What are the adjoint functor pairs corresponding to common monads in Haskell?

Question

In category theory, a monad can be constructed from two adjoint functors. In particular, if C and D are categories and F : C --> D and G : D --> C are adjoint functors, in the sense that there is a bijection

hom(FX,Y) = hom(X,GY)

for each X in C and Y in D then the composition G o F : C --> C is a monad.

---

One such pair of adjoint functors can be given by fixing a type b and taking F and G to be

data F b a = F (a,b)
data G b a = G (b -> a)

instance Functor (F b) where
  fmap f (F (a,b)) = F (f a, b)

instance Functor (G b) where
  fmap f (G g) = G (f . g)

and the bijection between hom-sets is given (modulo constructors) by currying:

iso1 :: (F b a -> c) -> a -> G b c
iso1 f = \a -> G $ \b -> f (F (a,b))

iso2 :: (a -> G b c) -> F b a -> c
iso2 g = \(F (a,b)) -> let (G g') = g a in g' b

in which case the corresponding monad is

data M b a = M { unM :: b -> (a,b) }

instance Monad (M b) where
    return a    = M (\b -> (a,b))
    (M f) >>= g = M (\r -> let (a,r') = f r in unM (g r') a)

I don't know what the name for this monad should be, except that it seems to be something like a reader monad that carries around a piece of over-writeable information (edit: dbaupp points out in the comments that this is the State monad.)

So the State monad can be "decomposed" as the pair of adjoint functors F and G, and we could write

State = G . F

So far, so good.

---

I'm now trying to figure out how to decompose other common monads into pairs of adjoint functors - for example Maybe, [], Reader, Writer, Cont - but I can't figure out what the pairs of adjoint functors that we can "decompose" them into are.

The only simple case seems to be the Identity monad, which can be decomposed into any pair of functors F and G such that F is inverse to G (in particularly, you could just take F = Identity and G = Identity).

Can anyone shed some light?

Answer 1

What you're looking for is Kleisli category.
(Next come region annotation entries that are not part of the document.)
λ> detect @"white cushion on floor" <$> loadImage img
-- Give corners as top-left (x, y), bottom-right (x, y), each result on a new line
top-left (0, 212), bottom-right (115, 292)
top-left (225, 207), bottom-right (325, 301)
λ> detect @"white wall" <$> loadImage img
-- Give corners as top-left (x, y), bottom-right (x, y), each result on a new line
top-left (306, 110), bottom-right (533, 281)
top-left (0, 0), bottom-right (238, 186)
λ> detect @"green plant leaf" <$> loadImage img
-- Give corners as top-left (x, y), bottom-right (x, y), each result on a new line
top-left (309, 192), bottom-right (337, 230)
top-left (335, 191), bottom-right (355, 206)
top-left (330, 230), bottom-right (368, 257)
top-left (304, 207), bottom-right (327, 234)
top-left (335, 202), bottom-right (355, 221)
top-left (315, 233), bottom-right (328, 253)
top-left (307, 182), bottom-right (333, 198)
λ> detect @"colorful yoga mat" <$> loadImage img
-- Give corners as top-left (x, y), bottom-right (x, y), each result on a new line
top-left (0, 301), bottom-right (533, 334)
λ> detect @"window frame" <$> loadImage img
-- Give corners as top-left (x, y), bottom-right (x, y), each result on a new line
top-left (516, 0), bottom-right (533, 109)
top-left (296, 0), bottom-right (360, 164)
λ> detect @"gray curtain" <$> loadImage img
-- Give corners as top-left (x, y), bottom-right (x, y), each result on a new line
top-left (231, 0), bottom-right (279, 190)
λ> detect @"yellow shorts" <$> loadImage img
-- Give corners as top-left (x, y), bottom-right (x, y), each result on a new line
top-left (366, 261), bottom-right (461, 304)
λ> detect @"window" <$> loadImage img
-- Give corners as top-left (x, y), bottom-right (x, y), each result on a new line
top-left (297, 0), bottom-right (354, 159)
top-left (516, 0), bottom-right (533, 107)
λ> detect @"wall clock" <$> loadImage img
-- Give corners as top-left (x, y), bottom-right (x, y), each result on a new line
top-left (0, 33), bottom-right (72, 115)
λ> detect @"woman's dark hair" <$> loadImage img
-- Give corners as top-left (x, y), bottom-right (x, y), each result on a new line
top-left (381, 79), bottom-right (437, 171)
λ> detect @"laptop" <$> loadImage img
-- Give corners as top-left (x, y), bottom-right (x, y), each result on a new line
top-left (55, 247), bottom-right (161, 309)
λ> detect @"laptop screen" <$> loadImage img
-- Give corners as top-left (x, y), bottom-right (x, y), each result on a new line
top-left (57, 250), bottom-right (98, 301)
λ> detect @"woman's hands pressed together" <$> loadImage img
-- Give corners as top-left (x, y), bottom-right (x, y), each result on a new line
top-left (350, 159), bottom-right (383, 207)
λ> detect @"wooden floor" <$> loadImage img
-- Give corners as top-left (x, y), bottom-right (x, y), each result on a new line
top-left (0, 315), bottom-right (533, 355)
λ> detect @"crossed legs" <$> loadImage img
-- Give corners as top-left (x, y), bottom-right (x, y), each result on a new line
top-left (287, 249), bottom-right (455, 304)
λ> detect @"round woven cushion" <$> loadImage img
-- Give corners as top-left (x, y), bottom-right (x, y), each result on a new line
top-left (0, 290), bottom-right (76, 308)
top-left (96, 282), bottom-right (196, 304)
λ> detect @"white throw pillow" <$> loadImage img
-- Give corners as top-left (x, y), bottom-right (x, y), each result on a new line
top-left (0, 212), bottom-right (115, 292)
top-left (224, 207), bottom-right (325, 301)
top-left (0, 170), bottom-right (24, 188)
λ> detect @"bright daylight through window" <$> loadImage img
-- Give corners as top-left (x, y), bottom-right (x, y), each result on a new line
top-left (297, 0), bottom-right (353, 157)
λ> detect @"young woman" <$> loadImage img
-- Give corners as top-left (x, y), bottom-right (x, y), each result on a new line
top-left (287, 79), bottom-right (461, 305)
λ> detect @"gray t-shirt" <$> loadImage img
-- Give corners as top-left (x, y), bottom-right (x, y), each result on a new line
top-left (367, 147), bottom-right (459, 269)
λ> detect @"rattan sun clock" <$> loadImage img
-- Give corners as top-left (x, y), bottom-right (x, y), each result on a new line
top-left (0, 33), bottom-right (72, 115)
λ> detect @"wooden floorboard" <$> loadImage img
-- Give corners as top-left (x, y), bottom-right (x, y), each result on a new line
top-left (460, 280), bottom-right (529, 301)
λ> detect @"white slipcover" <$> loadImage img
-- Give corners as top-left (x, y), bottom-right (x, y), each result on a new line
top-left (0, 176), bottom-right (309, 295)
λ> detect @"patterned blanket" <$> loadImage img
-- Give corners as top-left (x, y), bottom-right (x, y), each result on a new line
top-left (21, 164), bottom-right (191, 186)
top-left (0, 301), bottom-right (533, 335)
It was originally developed to show that every monad can be constructed from two adjoint functors.

The problem is that Haskell Functor is not a generic functor, it's an endo-functor in the Haskell category. So we need something different (AFAIK) to represent functors between other categories:

{-# LANGUAGE FunctionalDependencies, KindSignatures #-}
import Control.Arrow
import Control.Category hiding ((.))
import qualified Control.Category as C
import Control.Monad

class (Category c, Category d) => CFunctor f c d | f -> c d where
    cfmap :: c a b -> d (f a) (f b)

Notice that if we take -> for both c and d we get an endo-functor of the Haskell category, which is just the type of fmap:

cfmap :: (a -> b) -> (f a -> f b)

Now we have explicit type class that represents functors between two given categories c and d and we can express the two adjoint functors for a given monad. The left one maps an object a to just a and maps a morphism f to (return .) f:

-- m is phantom, hence the explicit kind is required
newtype LeftAdj (m :: * -> *) a = LeftAdj { unLeftAdj :: a }
instance Monad m => CFunctor (LeftAdj m) (->) (Kleisli m) where
    cfmap f = Kleisli $ liftM LeftAdj . return . f . unLeftAdj
    -- we could also express it as liftM LeftAdj . (return .) f . unLeftAdj

The right one maps an object a to object m a and maps a morphism g to join . liftM g, or equivalently to (=<<) g:

newtype RightAdj m a = RightAdj { unRightAdj :: m a }
instance Monad m => CFunctor (RightAdj m) (Kleisli m) (->) where
    cfmap (Kleisli g) = RightAdj . join . liftM g . unRightAdj
    -- this can be shortened as RightAdj . (=<<) g . unRightAdj

(If anybody know a better way how to express this in Haskell, please let me know.)

Answer 2

• Maybe comes from the free functor into the category of pointed sets and the forgetful functor back
• [] comes from the free functor into the category of monoids and the forgetful functor back

But neither of these categories are subcategories of Hask.